I have also tried execing into the running build container at the BUILD DONE point, and here the behaviour seems quite interesting: the sh still appears to be running? Unfortunately this image does not contain ps, nor any package manager, nor curl, so resorted to /proc/<pid> to poke around. When not injecting --init, killing the sh on pid 1 did not seem to cause the container to exit in a guaranteed fashion, however when injecting --init and killing sh (which seems to land on pid 7), the container does exit. In either case this doesn’t seem to have any impact, packer just remains stuck at that point.

The release notes for KC21.0.0 mention a number of changes to the images: primarily moving from UBI8-minimal to UBI9-micro as a base, and removing curl and a variety of other cli commands.

Looking at the preceding versions, building from KC20.0.5 has the exact same issue, but its release notes mention no image-related changes, only code bug fixes. 20.0.4 doesn’t exist and 20.0.3 builds fine.

Wondering if this behaviour happens to be familiar to anyone? Any suggestions gratefully received.
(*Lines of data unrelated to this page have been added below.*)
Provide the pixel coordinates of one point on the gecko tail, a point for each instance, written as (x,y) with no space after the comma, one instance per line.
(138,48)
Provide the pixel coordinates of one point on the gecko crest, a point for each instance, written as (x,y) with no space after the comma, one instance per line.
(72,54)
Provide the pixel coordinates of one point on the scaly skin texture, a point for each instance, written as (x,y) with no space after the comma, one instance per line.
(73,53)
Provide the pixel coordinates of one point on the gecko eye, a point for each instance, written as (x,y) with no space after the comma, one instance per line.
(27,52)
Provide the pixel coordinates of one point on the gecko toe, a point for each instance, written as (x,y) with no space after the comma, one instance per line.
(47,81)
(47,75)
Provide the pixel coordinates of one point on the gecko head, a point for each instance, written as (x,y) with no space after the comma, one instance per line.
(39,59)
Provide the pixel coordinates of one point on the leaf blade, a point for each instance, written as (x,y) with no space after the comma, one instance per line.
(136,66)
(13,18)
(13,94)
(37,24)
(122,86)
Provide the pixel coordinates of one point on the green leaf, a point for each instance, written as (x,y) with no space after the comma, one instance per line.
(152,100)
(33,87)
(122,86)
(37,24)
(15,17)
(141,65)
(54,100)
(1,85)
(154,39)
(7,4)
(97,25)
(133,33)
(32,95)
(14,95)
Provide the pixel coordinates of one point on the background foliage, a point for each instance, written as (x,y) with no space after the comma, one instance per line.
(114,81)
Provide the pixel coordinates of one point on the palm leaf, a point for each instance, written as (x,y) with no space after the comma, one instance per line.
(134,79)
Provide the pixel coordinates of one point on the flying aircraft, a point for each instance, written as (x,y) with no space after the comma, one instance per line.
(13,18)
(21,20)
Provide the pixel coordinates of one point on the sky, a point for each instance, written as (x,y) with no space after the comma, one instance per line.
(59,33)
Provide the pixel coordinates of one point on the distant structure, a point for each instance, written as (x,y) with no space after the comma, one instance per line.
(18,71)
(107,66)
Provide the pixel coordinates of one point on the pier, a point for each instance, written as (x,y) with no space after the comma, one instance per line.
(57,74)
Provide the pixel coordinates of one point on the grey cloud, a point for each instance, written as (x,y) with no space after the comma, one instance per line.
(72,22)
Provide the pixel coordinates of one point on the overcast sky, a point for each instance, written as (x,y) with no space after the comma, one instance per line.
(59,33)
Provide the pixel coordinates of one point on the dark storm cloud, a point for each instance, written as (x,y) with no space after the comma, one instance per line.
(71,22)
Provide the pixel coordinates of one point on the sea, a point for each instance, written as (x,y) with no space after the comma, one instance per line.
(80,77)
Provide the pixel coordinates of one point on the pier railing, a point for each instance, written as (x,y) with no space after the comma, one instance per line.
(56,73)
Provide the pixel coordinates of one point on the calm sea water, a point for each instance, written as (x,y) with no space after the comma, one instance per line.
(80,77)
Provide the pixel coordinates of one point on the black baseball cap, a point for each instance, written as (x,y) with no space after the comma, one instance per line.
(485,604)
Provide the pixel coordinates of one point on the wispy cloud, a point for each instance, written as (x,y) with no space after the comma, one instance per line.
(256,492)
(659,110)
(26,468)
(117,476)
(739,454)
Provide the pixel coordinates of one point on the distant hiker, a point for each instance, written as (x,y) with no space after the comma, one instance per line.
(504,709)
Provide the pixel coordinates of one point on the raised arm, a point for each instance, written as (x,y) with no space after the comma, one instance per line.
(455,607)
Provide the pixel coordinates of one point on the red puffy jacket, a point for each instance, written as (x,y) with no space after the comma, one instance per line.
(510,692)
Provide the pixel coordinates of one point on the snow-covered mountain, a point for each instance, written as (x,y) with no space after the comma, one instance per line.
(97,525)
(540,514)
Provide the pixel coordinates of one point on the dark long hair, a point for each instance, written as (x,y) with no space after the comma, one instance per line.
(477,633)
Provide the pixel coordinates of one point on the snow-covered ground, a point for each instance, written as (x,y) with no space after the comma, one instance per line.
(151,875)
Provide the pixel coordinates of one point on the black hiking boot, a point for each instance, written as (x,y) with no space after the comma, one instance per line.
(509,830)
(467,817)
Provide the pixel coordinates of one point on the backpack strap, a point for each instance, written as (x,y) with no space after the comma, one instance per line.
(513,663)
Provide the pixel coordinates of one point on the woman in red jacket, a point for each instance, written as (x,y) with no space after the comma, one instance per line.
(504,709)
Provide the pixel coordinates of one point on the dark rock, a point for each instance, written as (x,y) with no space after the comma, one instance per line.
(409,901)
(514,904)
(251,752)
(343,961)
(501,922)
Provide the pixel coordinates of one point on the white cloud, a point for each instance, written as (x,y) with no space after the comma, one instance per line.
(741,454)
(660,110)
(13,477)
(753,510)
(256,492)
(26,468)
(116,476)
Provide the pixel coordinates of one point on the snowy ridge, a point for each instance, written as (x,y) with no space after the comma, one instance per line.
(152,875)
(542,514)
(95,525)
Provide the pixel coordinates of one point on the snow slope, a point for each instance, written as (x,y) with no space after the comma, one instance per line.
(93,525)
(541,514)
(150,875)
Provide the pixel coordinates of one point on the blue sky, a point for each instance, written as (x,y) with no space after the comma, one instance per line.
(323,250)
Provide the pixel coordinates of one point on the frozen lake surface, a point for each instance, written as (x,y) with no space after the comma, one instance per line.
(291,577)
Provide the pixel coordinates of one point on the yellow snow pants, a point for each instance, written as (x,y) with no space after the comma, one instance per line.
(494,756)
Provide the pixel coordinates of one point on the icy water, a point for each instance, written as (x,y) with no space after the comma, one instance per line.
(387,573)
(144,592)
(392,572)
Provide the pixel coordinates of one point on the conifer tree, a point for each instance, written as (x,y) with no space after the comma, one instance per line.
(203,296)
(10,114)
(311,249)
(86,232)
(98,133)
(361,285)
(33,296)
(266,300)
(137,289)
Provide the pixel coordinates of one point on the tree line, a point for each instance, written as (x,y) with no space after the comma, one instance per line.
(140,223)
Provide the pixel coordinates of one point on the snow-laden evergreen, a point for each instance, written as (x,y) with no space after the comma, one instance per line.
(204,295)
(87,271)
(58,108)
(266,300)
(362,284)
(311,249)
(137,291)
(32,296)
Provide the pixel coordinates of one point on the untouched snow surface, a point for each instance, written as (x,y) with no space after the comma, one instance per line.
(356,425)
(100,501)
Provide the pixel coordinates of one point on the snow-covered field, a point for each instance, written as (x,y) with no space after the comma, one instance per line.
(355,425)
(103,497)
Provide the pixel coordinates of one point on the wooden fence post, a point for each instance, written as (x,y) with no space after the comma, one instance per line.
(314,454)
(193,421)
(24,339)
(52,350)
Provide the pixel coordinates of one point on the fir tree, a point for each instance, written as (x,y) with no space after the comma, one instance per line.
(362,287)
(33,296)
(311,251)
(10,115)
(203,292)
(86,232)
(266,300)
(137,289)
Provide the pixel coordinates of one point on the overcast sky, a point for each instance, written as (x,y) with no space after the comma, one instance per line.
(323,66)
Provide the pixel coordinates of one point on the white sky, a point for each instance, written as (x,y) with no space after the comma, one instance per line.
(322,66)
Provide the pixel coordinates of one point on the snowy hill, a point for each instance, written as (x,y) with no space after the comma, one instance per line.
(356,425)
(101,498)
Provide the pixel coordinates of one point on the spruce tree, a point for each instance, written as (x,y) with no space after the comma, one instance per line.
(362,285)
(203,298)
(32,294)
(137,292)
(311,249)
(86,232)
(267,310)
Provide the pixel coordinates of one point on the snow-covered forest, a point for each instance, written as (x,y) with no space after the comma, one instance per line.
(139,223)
I’d forgotten I can run with PACKER_LOG=1 and this does reveal some useful info: The “BUILD DONE” log is followed immediately by:

2023/04/05 16:09:08 packer-plugin-docker_v1.0.8_x5.0_darwin_amd64 plugin: 2023/04/05 16:09:08 [INFO] RPC endpoint: Communicator ended with: 0
2023/04/05 16:09:08 [INFO] 4232 bytes written for 'stdout'
2023/04/05 16:09:08 [INFO] 0 bytes written for 'stderr'
2023/04/05 16:09:08 [INFO] RPC client: Communicator ended with: 0
2023/04/05 16:09:08 [INFO] RPC endpoint: Communicator ended with: 0
2023/04/05 16:09:08 packer-provisioner-shell plugin: [INFO] 4232 bytes written for 'stdout'
2023/04/05 16:09:08 packer-provisioner-shell plugin: [INFO] 0 bytes written for 'stderr'
2023/04/05 16:09:08 packer-provisioner-shell plugin: [INFO] RPC client: Communicator ended with: 0
2023/04/05 16:09:08 packer-plugin-docker_v1.0.8_x5.0_darwin_amd64 plugin: 2023/04/05 16:09:08 Executing docker exec -i c57236bb9e4e7dd7a4300120813bc5d959a00d765107010a46ba7a846d9a732e /bin/sh -c (rm -f /tmp/script_429.sh):
2023/04/05 16:09:09 packer-plugin-docker_v1.0.8_x5.0_darwin_amd64 plugin: 2023/04/05 16:09:09 [INFO] RPC endpoint: Communicator ended with: 1
2023/04/05 16:09:09 [INFO] RPC client: Communicator ended with: 1
2023/04/05 16:09:09 [INFO] RPC endpoint: Communicator ended with: 1
2023/04/05 16:09:09 packer-provisioner-shell plugin: [INFO] RPC client: Communicator ended with: 1
2023/04/05 16:09:09 packer-provisioner-shell plugin: Retryable error: Error removing temporary script at /tmp/script_429.sh!
2023/04/05 16:09:11 packer-plugin-docker_v1.0.8_x5.0_darwin_amd64 plugin: 2023/04/05 16:09:11 Executing docker exec -i c57236bb9e4e7dd7a4300120813bc5d959a00d765107010a46ba7a846d9a732e /bin/sh -c (rm -f /tmp/script_429.sh):
2023/04/05 16:09:11 packer-plugin-docker_v1.0.8_x5.0_darwin_amd64 plugin: 2023/04/05 16:09:11 [INFO] RPC endpoint: Communicator ended with: 1
2023/04/05 16:09:11 [INFO] RPC client: Communicator ended with: 1
2023/04/05 16:09:11 [INFO] RPC endpoint: Communicator ended with: 1
2023/04/05 16:09:11 packer-provisioner-shell plugin: [INFO] RPC client: Communicator ended with: 1
2023/04/05 16:09:11 packer-provisioner-shell plugin: Retryable error: Error removing temporary script at /tmp/script_429.sh!

(after which it’s just continually retrying that script removal until it times out after about 5 min)

So the hang is actually caused by an apparent permission issue in removing a temp script (which is a variation of the issue leading me to avoid inline in the first place).

Solution appears to be simply adding fix_upload_owner = true for in the source "docker" stanza. The docs for the docker plugin seem to indicate this is the default, but that appears is not necessarily the case.